WASHINGTON: The US considers Pakistan a "major non-NATO ally," a status bestowed upon only seventeen countries that facilitate military trade and cooperation.

However, in reality, Pakistan has not acted as an ally.

The listing of Pakistan in Financial Action Task Force (FATF) 'Grey List' clearly indicates the ambiguous policies of Islamabad and how they are checking terror funding and money laundering, reported an American bi-monthly magazine, The National Interest.

It is against this backdrop that new US president Joe Biden, must now confront the Pakistan test, wrote Michael Rubin in an opinion piece in The National Interest. Within weeks, Biden will have to decide on Pakistan when FATF meets to address Pakistan's continued terror problem.

Further, Pakistani authorities are now utilising their growing diplomatic embrace with China in order to protect themselves from FATF blacklisting.

Earlier, China rescued Pakistan in October 2020, but Biden should not allow it to do so again. Should that happen, then Biden will signal that America's re-embrace of multilateralism has less to do with enhancing international security and rule-of-law, and more to do with shirking responsibility and glossing over the decline of international security, said The National Interest.

With China's backing, Pakistan seeks to appease the FATF with the bare minimum. Prime Minister Imran Khan finds it easier to sell out his country's sovereignty to China than to make basic reforms demanded by the FATF to remain off the blacklist, wrote Rubin.

Pakistan has long exasperated FATF technocrats.

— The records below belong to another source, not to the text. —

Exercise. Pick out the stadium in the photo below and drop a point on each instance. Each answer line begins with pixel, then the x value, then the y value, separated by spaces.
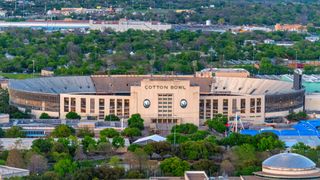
pixel 161 100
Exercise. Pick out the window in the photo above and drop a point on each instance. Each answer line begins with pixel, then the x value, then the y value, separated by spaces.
pixel 225 107
pixel 243 106
pixel 252 105
pixel 66 104
pixel 73 104
pixel 92 105
pixel 234 106
pixel 215 106
pixel 112 106
pixel 119 107
pixel 258 105
pixel 208 108
pixel 165 105
pixel 101 108
pixel 126 108
pixel 201 116
pixel 83 105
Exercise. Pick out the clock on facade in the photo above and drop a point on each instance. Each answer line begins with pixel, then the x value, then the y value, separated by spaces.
pixel 183 103
pixel 146 103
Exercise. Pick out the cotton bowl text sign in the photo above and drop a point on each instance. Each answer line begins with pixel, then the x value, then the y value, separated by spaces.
pixel 173 87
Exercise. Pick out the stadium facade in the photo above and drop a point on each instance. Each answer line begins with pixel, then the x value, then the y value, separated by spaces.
pixel 161 100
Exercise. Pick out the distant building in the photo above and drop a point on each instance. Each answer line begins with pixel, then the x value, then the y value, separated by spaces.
pixel 7 172
pixel 224 72
pixel 69 11
pixel 148 139
pixel 288 166
pixel 69 24
pixel 268 41
pixel 47 71
pixel 290 27
pixel 195 175
pixel 161 100
pixel 4 83
pixel 3 13
pixel 312 38
pixel 285 43
pixel 185 11
pixel 4 118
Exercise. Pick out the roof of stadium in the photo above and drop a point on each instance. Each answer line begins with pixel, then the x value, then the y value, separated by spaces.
pixel 102 84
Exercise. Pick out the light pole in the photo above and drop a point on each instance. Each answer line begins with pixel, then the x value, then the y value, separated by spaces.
pixel 33 68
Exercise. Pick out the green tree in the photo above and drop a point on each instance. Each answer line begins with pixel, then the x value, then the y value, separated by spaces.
pixel 64 166
pixel 297 116
pixel 15 132
pixel 42 145
pixel 118 142
pixel 174 166
pixel 218 123
pixel 114 161
pixel 15 159
pixel 82 132
pixel 73 115
pixel 2 133
pixel 109 132
pixel 184 128
pixel 44 116
pixel 111 117
pixel 131 132
pixel 88 143
pixel 208 166
pixel 135 121
pixel 195 150
pixel 63 131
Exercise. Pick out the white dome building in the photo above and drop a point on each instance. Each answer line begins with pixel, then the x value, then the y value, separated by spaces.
pixel 289 166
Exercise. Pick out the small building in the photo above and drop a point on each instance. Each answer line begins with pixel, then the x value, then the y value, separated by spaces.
pixel 4 118
pixel 195 175
pixel 224 72
pixel 47 71
pixel 3 13
pixel 290 27
pixel 7 172
pixel 268 41
pixel 284 43
pixel 3 83
pixel 148 139
pixel 312 38
pixel 288 166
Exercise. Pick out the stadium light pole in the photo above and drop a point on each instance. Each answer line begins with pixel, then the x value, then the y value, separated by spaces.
pixel 33 68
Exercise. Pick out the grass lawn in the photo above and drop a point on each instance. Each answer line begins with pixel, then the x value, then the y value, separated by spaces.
pixel 18 75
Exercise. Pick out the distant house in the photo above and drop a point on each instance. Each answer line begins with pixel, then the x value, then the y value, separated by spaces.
pixel 285 43
pixel 268 41
pixel 148 139
pixel 4 118
pixel 312 38
pixel 3 13
pixel 290 27
pixel 3 83
pixel 47 71
pixel 7 172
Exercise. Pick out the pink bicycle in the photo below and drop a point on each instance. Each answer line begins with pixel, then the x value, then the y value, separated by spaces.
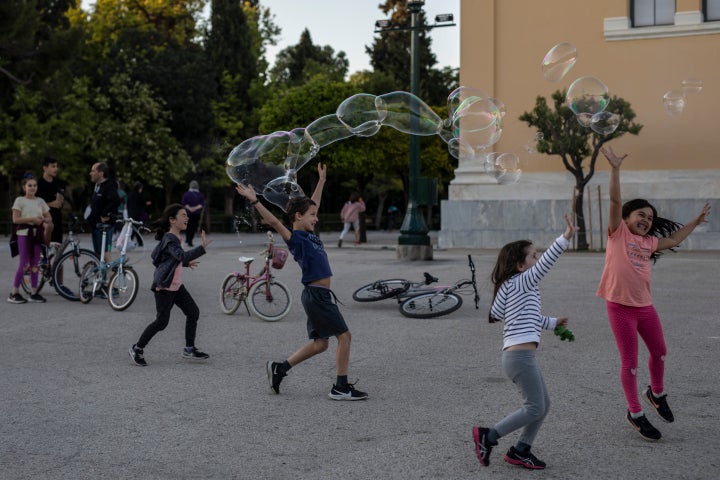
pixel 269 299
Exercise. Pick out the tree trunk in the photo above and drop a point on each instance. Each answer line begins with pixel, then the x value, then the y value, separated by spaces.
pixel 582 243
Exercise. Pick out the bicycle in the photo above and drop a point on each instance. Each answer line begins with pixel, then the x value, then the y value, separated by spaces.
pixel 419 299
pixel 270 299
pixel 58 261
pixel 122 287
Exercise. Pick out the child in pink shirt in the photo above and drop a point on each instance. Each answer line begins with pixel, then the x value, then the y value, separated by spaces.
pixel 635 236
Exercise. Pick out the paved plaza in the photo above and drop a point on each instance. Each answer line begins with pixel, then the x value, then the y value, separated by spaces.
pixel 74 407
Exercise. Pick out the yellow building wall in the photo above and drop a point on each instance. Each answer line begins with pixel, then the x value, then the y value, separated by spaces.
pixel 503 43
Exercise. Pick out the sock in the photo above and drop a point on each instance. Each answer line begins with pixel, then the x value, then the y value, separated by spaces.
pixel 522 447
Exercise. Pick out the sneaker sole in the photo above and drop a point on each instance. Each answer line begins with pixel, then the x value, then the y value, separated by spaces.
pixel 646 396
pixel 478 453
pixel 268 367
pixel 132 357
pixel 346 397
pixel 649 439
pixel 520 463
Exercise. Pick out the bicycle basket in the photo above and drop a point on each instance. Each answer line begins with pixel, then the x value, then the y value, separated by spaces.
pixel 279 257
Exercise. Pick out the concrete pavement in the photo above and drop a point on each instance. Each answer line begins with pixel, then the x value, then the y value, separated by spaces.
pixel 73 406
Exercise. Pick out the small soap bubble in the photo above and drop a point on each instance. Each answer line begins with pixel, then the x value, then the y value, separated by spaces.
pixel 558 61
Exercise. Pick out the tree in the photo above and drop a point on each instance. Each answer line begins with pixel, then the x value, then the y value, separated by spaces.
pixel 564 136
pixel 299 63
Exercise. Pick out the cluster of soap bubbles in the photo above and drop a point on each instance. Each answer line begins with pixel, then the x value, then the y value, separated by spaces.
pixel 675 100
pixel 587 97
pixel 270 162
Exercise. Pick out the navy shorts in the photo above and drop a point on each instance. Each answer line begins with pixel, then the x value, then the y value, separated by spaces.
pixel 324 317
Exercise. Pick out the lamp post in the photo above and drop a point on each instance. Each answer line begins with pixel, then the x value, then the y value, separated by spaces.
pixel 414 242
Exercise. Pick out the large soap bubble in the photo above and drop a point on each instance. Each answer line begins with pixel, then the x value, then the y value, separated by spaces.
pixel 605 123
pixel 270 162
pixel 587 95
pixel 558 61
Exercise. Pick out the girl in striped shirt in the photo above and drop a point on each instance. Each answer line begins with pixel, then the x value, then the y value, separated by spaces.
pixel 516 302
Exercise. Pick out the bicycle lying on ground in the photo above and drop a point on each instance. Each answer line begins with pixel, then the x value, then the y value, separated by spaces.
pixel 420 299
pixel 122 287
pixel 269 299
pixel 63 268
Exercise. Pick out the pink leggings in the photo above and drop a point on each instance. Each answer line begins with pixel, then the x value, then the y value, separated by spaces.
pixel 626 323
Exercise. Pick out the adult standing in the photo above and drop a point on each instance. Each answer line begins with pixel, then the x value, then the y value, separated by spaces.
pixel 52 190
pixel 194 202
pixel 103 205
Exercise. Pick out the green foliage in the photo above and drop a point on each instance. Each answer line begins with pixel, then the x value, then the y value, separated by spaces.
pixel 563 136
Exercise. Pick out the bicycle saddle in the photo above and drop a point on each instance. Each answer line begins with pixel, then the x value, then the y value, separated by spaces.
pixel 429 278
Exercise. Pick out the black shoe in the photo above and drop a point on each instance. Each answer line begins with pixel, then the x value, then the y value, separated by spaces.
pixel 526 460
pixel 37 298
pixel 137 355
pixel 347 392
pixel 644 428
pixel 16 298
pixel 483 446
pixel 193 353
pixel 659 404
pixel 275 375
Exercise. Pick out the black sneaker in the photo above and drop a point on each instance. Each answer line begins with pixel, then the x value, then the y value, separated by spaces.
pixel 193 353
pixel 483 447
pixel 659 404
pixel 16 298
pixel 346 393
pixel 37 298
pixel 644 428
pixel 137 355
pixel 526 460
pixel 275 375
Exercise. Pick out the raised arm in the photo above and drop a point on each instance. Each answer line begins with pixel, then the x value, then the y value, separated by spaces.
pixel 317 194
pixel 680 235
pixel 270 219
pixel 615 198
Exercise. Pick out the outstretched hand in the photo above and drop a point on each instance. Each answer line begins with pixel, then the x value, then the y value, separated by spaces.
pixel 612 158
pixel 570 229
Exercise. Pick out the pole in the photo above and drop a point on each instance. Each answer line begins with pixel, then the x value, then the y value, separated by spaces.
pixel 414 231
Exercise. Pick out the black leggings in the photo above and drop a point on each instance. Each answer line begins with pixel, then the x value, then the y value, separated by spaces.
pixel 164 301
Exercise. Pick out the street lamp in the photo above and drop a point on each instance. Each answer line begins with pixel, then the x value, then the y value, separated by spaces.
pixel 414 242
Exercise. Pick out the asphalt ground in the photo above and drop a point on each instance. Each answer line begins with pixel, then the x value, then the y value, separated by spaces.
pixel 73 405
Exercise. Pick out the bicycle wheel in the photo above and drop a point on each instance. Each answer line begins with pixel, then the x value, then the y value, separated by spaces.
pixel 380 290
pixel 122 288
pixel 89 278
pixel 429 305
pixel 43 275
pixel 271 305
pixel 68 269
pixel 232 294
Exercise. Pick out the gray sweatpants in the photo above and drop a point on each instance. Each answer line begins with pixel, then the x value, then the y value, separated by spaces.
pixel 521 367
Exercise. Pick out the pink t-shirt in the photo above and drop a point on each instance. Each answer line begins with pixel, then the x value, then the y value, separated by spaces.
pixel 626 276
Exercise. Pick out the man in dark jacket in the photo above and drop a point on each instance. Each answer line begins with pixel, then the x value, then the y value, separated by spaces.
pixel 103 206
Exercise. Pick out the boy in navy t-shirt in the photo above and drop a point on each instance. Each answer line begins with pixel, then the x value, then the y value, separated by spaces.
pixel 324 319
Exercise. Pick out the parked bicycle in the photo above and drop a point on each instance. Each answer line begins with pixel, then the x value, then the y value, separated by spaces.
pixel 269 299
pixel 122 286
pixel 420 299
pixel 62 268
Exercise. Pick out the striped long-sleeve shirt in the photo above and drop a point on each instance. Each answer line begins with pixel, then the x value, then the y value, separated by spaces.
pixel 518 303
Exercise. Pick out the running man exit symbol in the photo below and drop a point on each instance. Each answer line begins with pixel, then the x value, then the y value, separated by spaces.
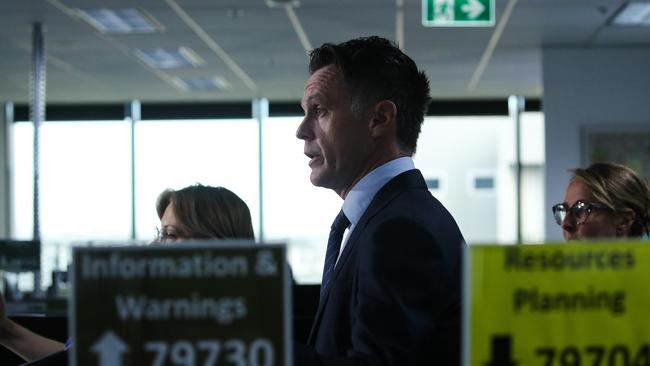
pixel 501 353
pixel 457 13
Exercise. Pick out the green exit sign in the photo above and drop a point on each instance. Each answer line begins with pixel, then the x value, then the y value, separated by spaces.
pixel 457 13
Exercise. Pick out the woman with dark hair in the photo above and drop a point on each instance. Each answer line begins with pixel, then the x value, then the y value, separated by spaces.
pixel 605 200
pixel 202 212
pixel 194 212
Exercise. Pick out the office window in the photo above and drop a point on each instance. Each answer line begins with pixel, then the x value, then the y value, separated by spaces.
pixel 484 183
pixel 476 156
pixel 295 211
pixel 178 153
pixel 85 192
pixel 84 180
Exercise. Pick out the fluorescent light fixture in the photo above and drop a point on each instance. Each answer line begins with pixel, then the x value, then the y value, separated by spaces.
pixel 203 83
pixel 169 58
pixel 634 13
pixel 282 3
pixel 120 21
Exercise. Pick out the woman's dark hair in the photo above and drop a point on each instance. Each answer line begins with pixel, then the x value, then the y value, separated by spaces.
pixel 375 69
pixel 204 212
pixel 620 188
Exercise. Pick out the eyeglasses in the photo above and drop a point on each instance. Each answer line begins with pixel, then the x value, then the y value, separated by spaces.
pixel 163 237
pixel 579 211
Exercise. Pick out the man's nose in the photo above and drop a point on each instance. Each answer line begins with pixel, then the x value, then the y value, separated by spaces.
pixel 303 132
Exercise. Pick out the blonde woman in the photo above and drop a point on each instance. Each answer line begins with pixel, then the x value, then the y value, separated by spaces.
pixel 605 200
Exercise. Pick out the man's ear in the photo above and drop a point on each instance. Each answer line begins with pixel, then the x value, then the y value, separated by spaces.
pixel 625 221
pixel 383 118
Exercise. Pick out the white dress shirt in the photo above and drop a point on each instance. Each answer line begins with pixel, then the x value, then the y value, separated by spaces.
pixel 360 196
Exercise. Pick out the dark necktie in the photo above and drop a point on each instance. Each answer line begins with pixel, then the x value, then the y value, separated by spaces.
pixel 333 247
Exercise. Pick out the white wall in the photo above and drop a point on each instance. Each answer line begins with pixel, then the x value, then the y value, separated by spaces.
pixel 587 86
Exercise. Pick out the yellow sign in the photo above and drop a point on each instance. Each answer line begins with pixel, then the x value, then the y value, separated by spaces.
pixel 558 304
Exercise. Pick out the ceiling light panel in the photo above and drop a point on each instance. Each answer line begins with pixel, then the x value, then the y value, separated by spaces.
pixel 169 58
pixel 204 83
pixel 120 21
pixel 635 13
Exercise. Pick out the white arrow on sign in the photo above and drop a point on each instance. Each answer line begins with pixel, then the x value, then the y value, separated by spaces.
pixel 473 8
pixel 109 347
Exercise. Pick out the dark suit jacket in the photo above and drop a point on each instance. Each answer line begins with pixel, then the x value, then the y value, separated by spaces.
pixel 394 297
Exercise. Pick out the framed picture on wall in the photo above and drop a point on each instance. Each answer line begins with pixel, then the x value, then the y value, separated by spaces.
pixel 627 144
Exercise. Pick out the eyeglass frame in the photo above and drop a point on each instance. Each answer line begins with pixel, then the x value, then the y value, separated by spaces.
pixel 588 206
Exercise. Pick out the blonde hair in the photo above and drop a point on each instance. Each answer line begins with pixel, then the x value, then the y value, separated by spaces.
pixel 620 188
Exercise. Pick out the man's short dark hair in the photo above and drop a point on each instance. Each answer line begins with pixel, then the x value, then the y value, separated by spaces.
pixel 375 69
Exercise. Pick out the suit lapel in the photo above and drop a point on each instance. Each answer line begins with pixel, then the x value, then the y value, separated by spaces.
pixel 409 179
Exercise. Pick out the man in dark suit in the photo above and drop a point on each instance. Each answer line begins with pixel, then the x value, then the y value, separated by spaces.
pixel 391 287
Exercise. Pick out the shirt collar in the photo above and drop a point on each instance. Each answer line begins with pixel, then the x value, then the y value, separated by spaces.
pixel 359 198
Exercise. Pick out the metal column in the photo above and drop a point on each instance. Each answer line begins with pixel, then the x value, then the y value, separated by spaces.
pixel 261 114
pixel 516 105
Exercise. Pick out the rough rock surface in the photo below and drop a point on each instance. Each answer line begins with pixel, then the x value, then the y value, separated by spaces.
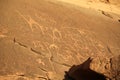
pixel 40 40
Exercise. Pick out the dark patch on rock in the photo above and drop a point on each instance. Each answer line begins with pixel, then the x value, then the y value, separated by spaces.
pixel 83 72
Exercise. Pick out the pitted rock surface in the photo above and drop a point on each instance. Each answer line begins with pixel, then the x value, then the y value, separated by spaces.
pixel 40 40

The country's Inter-Services Intelligence (ISI) agency works fist-in-glove with myriad terrorist groups.

Rather than blacklisting Pakistan, the FATF has repeatedly kept Pakistan on its "Grey List" offering it just a little more time in the hope that Pakistani officials might both show they take countering terror finance seriously and that Pakistani civilian leader has the ability to rein in the country's security apparatus, reported The National Interest.

In July 2019, the Pakistani Senate passed two reforms demanded by the FATF, but Pakistani authorities then sought to utilise this symbolic action to shield themselves from demands for a more substantive crackdown on terror support.

After getting the most recent FATF extension in October 2020, Pakistan again took symbolic action to address some concerns, while leaving others unaddressed.

An anti-terrorism court sentenced Hafiz Saeed, one of those involved in the Mumbai attack, to ten years in prison for two terror-financing cases.

A court also sentenced two close aides, Zafar Iqbal and Yahya Mujahid, to ten and a half years each and Saeed's brother-in-law Abdul Rehman Makki to six months imprisonment.

As the FATF again prepares to meet in February 2021 to assess Pakistani progress, Khan's government now goes down the rabbit hole of conspiracy.

Pakistan has produced a dossier alleging that India is the true state-sponsor of terrorism and most US- and UN-designated terror groups operating inside Pakistan reported The National Interest.

The opinion piece by Rubin, says that the Pakistani government's long indulgence of political Islamism at the expense of the fabric of Pakistan's own society has led to creating a Frankenstein that is now not under their control.

The Pakistani military may have believed it could encourage radical Islamism to patch together divergent ethnic identities after the loss of Bangladesh, but it simply traded one problem for another.

Biden now has to decide on Pakistan so that it cannot avoid FATF blacklisting without actually addressing its core problems, i.e. financing terror. This, in turn, will determine whether the FATF can continue to be a credible body.

Moreover, the forthcoming US withdrawal from Afghanistan in the face of Taliban insurgency underscores how insincere Islamabad remains, reported The National Interest.

Biden talks like an internationalist, but at stake are not only accountability for Pakistan's terror complacency, but also the legitimacy of the FATF itself, said Rubin.